Just to chime in, I'd be very interested in the monitoring blog post too.
We're doing a kafka implementation for a robust data pipeline. Initially,
samza does look interesting for monitoring use-cases.
On Sun, Oct 20, 2013 at 2:53 PM, Garry Turkington <
g.turkington@improvedigital.com> wrote:
> Hi Chris,
>
> Thanks for all this, makes sense. Be interested to hear where things go
> with the locality optimizations. I'm just looking at deploying our first
> Kafka cluster to change how we do data distribution and that's not going to
> initially be collocated with the Hadoop cluster. Samza's tight Kafka
> integration is one of the things that has drawn me to it so I'm looking
> forward (!) to seeing what sort of performance/latency I get from the
> remote/smaller Kafka setup.
>
> Looking forward to the blog post on the monitoring jobs written in Samza.
> We're in the earlier stages of a common service framework so have the
> luxury of building on the experiences of others who learned this stuff the
> hard way. :)
>
> Regards
> Garry
>
> -----Original Message-----
> From: Chris Riccomini [mailto:criccomini@linkedin.com]
> Sent: 18 October 2013 19:01
> To: dev@samza.incubator.apache.org
> Subject: Re: Special Bay Area HUG: Tajo and Samza
>
> Hey Gary,
>
> Thanks!
>
> Locality: A few things to note here.
>
> 1. We run one broker per host, as you suggest (18 nodes = 18 brokers).
> 2. Samza does not explicitly try to do any co-location right now. Any
> locality that we get is purely luck.
> 3. YARN allows you to make resource requests for a specific host/rack.
> This is the feature we would like to use to provide better locality.
>
> We haven't done any meaningful evaluation of the locality we're getting
> (or would get) right now, though.
>
> Operations: Yes, we have a pretty cool set of Samza jobs that Jakob wrote
> to do some metrics/monitoring stuff. He can probably talk more about it
> than I can. We're planning on putting up a blog post in the near future
> about it.
>
> More broadly, we have a pretty well defined service container at LinkedIn.
> These services are called via RPC. Every time an RPC request is made, the
> service logs out information about the request: who sent the request, what
> method was called, how long it took to process, etc etc. In addition, we
> also have all WARN/ERROR log events flowing through Kafka as well (via
> Kafka's Log4j appender). There is a brief mention of this in:
>
> http://sites.computer.org/debull/A12june/pipeline.pdf
>
> As you can imagine, there are a ton of things you can do with this data. :)
>
> Cheers,
> Chris
>
> On 10/18/13 4:44 AM, "Garry Turkington" <g....@improvedigital.com>
> wrote:
>
> >Hi Chris,
> >
> >Nice presentation -- 2 questions:
> >
> >1. I had wondered about the references to Kafka broker colocation I'd
> >seen around the place. So for example in the 18-node sized cluster you
> >mention you'd have 18 Kafka brokers running there, 1 per host? Do you
> >actually get any sort of data locality benefits from this, is there a
> >way to ensure that the Samza container on host x is processing the
> >partitions of each topic on the collocated Kafka broker? Or am I missing
> the intent?
> >
> >2. Interested at your mention of using something like Samza for
> >processing of monitoring and metric type data, it's something we've
> >been talking about internally. Anything been published on what you are
> >doing in that space?
> >
> >Thanks!
> >Garry
> >
> >-----Original Message-----
> >From: Chris Riccomini [mailto:criccomini@linkedin.com]
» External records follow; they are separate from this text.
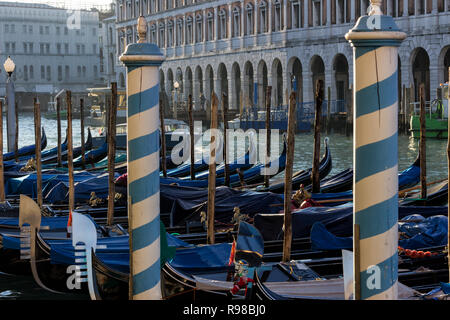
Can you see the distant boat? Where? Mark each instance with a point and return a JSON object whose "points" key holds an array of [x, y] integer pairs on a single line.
{"points": [[436, 118]]}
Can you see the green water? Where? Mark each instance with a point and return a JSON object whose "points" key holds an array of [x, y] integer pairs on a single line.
{"points": [[23, 287]]}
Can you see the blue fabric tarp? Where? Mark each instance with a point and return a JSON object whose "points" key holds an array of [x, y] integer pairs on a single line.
{"points": [[419, 233]]}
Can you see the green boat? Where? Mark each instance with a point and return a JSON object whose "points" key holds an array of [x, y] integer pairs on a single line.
{"points": [[436, 118]]}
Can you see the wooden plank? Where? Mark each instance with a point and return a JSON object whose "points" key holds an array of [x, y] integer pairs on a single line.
{"points": [[212, 172], [315, 178], [163, 137], [58, 121], [329, 110], [112, 153], [16, 140], [37, 141], [288, 179], [225, 143], [2, 180], [70, 150], [83, 148], [191, 137], [422, 151], [268, 133]]}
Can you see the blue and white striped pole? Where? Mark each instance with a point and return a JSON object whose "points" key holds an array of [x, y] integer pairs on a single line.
{"points": [[375, 40], [142, 61]]}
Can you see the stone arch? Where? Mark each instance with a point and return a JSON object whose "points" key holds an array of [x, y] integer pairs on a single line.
{"points": [[199, 90], [188, 83], [262, 80], [420, 68], [444, 64], [317, 68], [222, 77], [341, 82], [249, 84], [277, 82], [236, 81], [209, 81], [295, 73]]}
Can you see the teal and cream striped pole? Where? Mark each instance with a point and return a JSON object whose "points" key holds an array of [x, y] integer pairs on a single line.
{"points": [[375, 40], [142, 61]]}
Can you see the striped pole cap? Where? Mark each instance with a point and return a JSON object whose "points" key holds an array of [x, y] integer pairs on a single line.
{"points": [[142, 53], [375, 29]]}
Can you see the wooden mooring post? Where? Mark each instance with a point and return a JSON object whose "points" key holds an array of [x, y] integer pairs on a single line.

> >Sent: 17 October 2013 21:54
> >To: dev@samza.incubator.apache.org
> >Subject: Re: Special Bay Area HUG: Tajo and Samza
> >
> >Hey Guys,
> >
> >On a related note, my talk from the YARN meet up at LinkedIn is now
> >online:
> >
> > https://www.youtube.com/watch?v=7YBmUKjzg7c
> >
> >If you're not too familiar with Samza, this is a great place to start.
> >
> >Also, feedback welcome on presentation content, style, etc.
> >
> >Cheers,
> >Chris
> >
> >On 10/17/13 11:08 AM, "Jakob Homan" <jg...@gmail.com> wrote:
> >
> >>Hey everybody-
> >> Join us at LinkedIn Nov. 5 for a special HUG dedicated to two new
> >>awesome Incubator projects, Tajo, a low-latency SQL query engine atop
> >>YARN and Samza.
> >>
> >>http://www.meetup.com/hadoop/events/146077932/
> >>
> >>-Jakob
> >
> >
> >-----
> >No virus found in this message.
> >Checked by AVG - www.avg.com
> >Version: 2013.0.3408 / Virus Database: 3222/6751 - Release Date:
> >10/15/13
>
>
> -----
> No virus found in this message.
> Checked by AVG - www.avg.com
> Version: 2013.0.3408 / Virus Database: 3222/6751 - Release Date: 10/15/13
>
RE: Special Bay Area HUG: Tajo and Samza
Posted by Garry Turkington <g....@improvedigital.com>.
Hi Chris,
Thanks for all this, makes sense. Be interested to hear where things go with the locality optimizations. I'm just looking at deploying our first Kafka cluster to change how we do data distribution and that's not going to initially be collocated with the Hadoop cluster. Samza's tight Kafka integration is one of the things that has drawn me to it so I'm looking forward (!) to seeing what sort of performance/latency I get from the remote/smaller Kafka setup.
Looking forward to the blog post on the monitoring jobs written in Samza. We're in the earlier stages of a common service framework so have the luxury of building on the experiences of others who learned this stuff the hard way. :)
Regards
Garry
-----Original Message-----
From: Chris Riccomini [mailto:criccomini@linkedin.com]
Sent: 18 October 2013 19:01
To: dev@samza.incubator.apache.org
Subject: Re: Special Bay Area HUG: Tajo and Samza
Hey Gary,
Thanks!
Locality: A few things to note here.
1. We run one broker per host, as you suggest (18 nodes = 18 brokers).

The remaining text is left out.